November 7, 2018. Charleston City Paper.

The Charleston Area Justice Ministry will focus its time, resources, and people power on improving transportation in the Lowcountry in 2019.

The perceived lack of accessible public transit came out on top with 221 votes at Monday night’s Community Problems Assembly at Morris Brown AME in downtown Charleston.

Education got second place, with 132 votes. Crime and violence trailed behind with 84 votes.

The three categories were culled from concerns voiced by community members at 84 house meetings throughout the region, according to CAJM member Paige McCormick. The categories are purposefully designed to remain broad, said CAJM co-president and City Paper columnist Jeremy Rutledge.

In-depth research on the failures and successes of the region’s transportation system will begin in December. The findings will be presented at next spring’s Nehemiah Action, an annual meeting where specific improvements are targeted and city leaders are formally courted for support.

Getting results

The Ministry’s 437 voters represented 29 interfaith places of worship, including Project L.O.V.E. and Edisto Presbyterian Church, the latest congregations to join the social justice-minded group.

CAJM has a history of using its devoted and sizable membership to advocate for progressive change in the tri-county area, usually by directing its members to speak at city council meetings throughout the region and to contact elected officials. At the group’s previous Nehemiah Action in May, officials from the City of Charleston, Mt. Pleasant, North Charleston, and Charleston County agreed to help establish a regional housing trust fund to alleviate rising rents and a lack of affordable housing in the Charleston metro area.

A regional housing coalition has already met three times.

“CAJM is continuing to meet with public officials and allies in this work to get our regional housing trust fund established,” said CAJM member NaShawn Hicks.

Members were reminded that previous years’ issues were still progressing behind the scenes as the group was gearing up to vote on yet another topic.

In 2015, the group voted to focus on racial discrimination in policing.

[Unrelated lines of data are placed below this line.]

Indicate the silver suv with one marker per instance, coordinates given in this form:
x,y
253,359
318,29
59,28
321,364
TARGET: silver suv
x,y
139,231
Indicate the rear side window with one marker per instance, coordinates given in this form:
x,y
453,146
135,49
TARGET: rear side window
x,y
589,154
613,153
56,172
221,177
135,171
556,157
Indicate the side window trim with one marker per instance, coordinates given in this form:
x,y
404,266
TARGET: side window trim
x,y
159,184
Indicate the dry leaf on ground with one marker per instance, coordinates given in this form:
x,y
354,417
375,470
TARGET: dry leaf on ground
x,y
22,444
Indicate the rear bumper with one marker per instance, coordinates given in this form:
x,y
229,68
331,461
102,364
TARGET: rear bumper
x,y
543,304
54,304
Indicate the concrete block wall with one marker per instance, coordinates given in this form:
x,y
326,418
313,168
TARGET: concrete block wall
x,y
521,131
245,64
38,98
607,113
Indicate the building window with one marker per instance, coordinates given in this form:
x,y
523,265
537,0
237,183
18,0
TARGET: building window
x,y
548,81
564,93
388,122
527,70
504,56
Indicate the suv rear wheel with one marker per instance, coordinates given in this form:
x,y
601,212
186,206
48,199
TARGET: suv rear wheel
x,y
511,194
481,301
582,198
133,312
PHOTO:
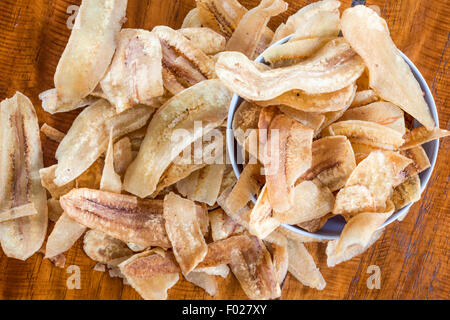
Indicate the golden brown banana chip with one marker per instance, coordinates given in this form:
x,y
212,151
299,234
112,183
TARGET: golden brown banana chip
x,y
178,119
421,135
123,155
303,267
350,252
333,68
325,102
293,52
192,20
370,133
89,51
110,181
359,230
22,193
205,186
91,128
262,221
154,286
123,217
184,231
333,161
52,133
252,25
364,97
371,183
420,159
206,39
384,113
254,270
222,226
135,74
390,76
314,20
104,249
312,120
289,155
310,202
406,193
63,236
182,59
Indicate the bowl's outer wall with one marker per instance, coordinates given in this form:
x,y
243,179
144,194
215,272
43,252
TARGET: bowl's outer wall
x,y
334,226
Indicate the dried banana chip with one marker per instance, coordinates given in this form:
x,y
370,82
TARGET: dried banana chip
x,y
315,20
390,76
289,155
184,231
254,270
371,183
222,226
303,267
333,68
104,249
406,193
384,113
364,97
310,119
207,102
192,20
206,39
310,202
293,52
91,128
52,133
153,287
370,133
262,221
251,27
182,60
421,135
21,155
88,53
333,161
122,217
63,236
135,74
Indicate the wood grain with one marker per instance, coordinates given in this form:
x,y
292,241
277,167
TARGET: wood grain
x,y
413,255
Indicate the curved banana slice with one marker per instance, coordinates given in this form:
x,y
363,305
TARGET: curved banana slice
x,y
315,20
251,27
384,113
324,102
370,133
333,161
206,39
390,76
135,74
333,68
87,139
89,51
371,183
207,102
21,160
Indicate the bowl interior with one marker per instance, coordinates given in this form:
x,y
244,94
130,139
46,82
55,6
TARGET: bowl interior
x,y
334,226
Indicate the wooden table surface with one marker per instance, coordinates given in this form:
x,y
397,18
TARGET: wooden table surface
x,y
413,255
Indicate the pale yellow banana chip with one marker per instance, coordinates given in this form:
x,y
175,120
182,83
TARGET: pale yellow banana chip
x,y
333,68
390,76
207,102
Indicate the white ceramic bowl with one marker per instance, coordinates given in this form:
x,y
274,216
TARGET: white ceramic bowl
x,y
334,226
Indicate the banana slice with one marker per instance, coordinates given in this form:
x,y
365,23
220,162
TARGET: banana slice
x,y
21,155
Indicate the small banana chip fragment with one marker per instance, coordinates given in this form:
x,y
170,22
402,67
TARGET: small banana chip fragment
x,y
22,193
390,76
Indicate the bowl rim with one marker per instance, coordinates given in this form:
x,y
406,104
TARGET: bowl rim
x,y
424,176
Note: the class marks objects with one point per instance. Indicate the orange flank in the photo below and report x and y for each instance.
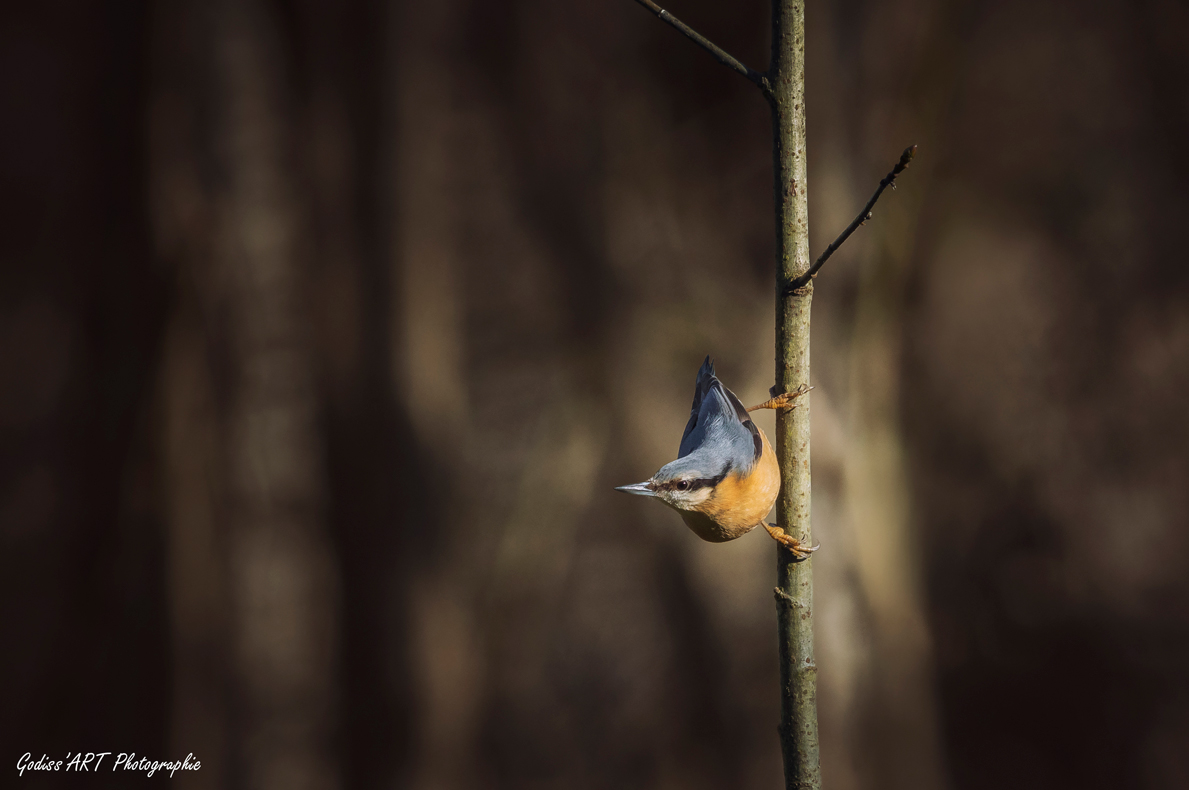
(740, 502)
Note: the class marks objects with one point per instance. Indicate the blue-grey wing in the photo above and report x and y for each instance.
(719, 424)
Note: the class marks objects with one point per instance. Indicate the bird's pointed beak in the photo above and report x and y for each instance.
(640, 489)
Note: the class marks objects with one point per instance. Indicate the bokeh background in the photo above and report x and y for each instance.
(326, 330)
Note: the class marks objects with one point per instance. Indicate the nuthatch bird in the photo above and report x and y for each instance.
(725, 477)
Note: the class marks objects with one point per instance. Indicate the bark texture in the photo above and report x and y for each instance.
(794, 593)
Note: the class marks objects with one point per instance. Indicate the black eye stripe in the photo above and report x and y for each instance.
(694, 484)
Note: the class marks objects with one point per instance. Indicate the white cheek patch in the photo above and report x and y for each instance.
(690, 500)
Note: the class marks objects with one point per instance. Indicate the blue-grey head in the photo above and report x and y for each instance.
(718, 439)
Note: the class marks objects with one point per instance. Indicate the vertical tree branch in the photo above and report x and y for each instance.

They voted for the same issue a year later.

In 2017, the Ministry was key in convincing Charleston City Council and Mayor John Tecklenburg to fund an independent racial bias audit of the Charleston Police Department. CAJM members drafted a scope of work for the potential study. A city committee has since voted to award a contract for the study, which will be based on CAJM’s guidelines, to CNA, a research firm located in the Washington, D.C. area.

The committee is still in the process of negotiating CNA’s contract, according to city spokesperson Chloe Field.

“I remain a big supporter of this effort and look forward to it getting underway,” said Charleston Police Chief Luther Reynolds, speaking from a lectern at the front of the church.

Field could not immediately confirm if other city officials attended Monday’s meeting.

“Immobile and disconnected”

Monday’s vote for transportation followed testimony from Donna Kinsey, a 71-year-old member of St. Patrick Catholic Church on St. Philip Street. She said that after the Charleston Area Regional Transportation Authority reconfigured its routes two years ago, the closest bus stop to her Wagener Terrace residence is now a long and arduous walk away.

“You may be thinking, ‘Walking a mile or a mile-and-a-half isn’t too far.’ Well, I thought it wasn’t too far either,” she said to laughs from the pews.

In 2016, low ridership numbers led CARTA to shut down Route 21, which serviced Grove Street and stopped a block behind Kinsey’s residence, and combine it with Route 102, which stretches from MUSC to Cosgrove Avenue in North Charleston, according to CARTA spokesperson Daniel Brock.

Additionally, Route 20, which offers service nearby on King Street from Columbus to Heriot streets, is currently fare free, CARTA says.

Kinsey lives with her granddaughter, who lets her use her car to buy groceries or go to the bank. Still, she says she’d prefer to get around on her own without depending on the generosity of her family or her neighbors.

“I know my life would be richer and more fulfilling with a stronger bus system,” she said. “A city this size should have a reliable bus system so that seniors like myself don’t have to become immobile and disconnected from the people and activities we love in this city.”

Brock says that lack of funding remains the biggest obstacle for the region’s transit system.

“CARTA leadership understands that decisions impacting service, which are very difficult to make when they arise, affect people in the real world,” Brock said in a statement. “Greater investment in the system, from both the public and private sectors, would translate into wider coverage and increased frequency of service, which are keys to successful transit.”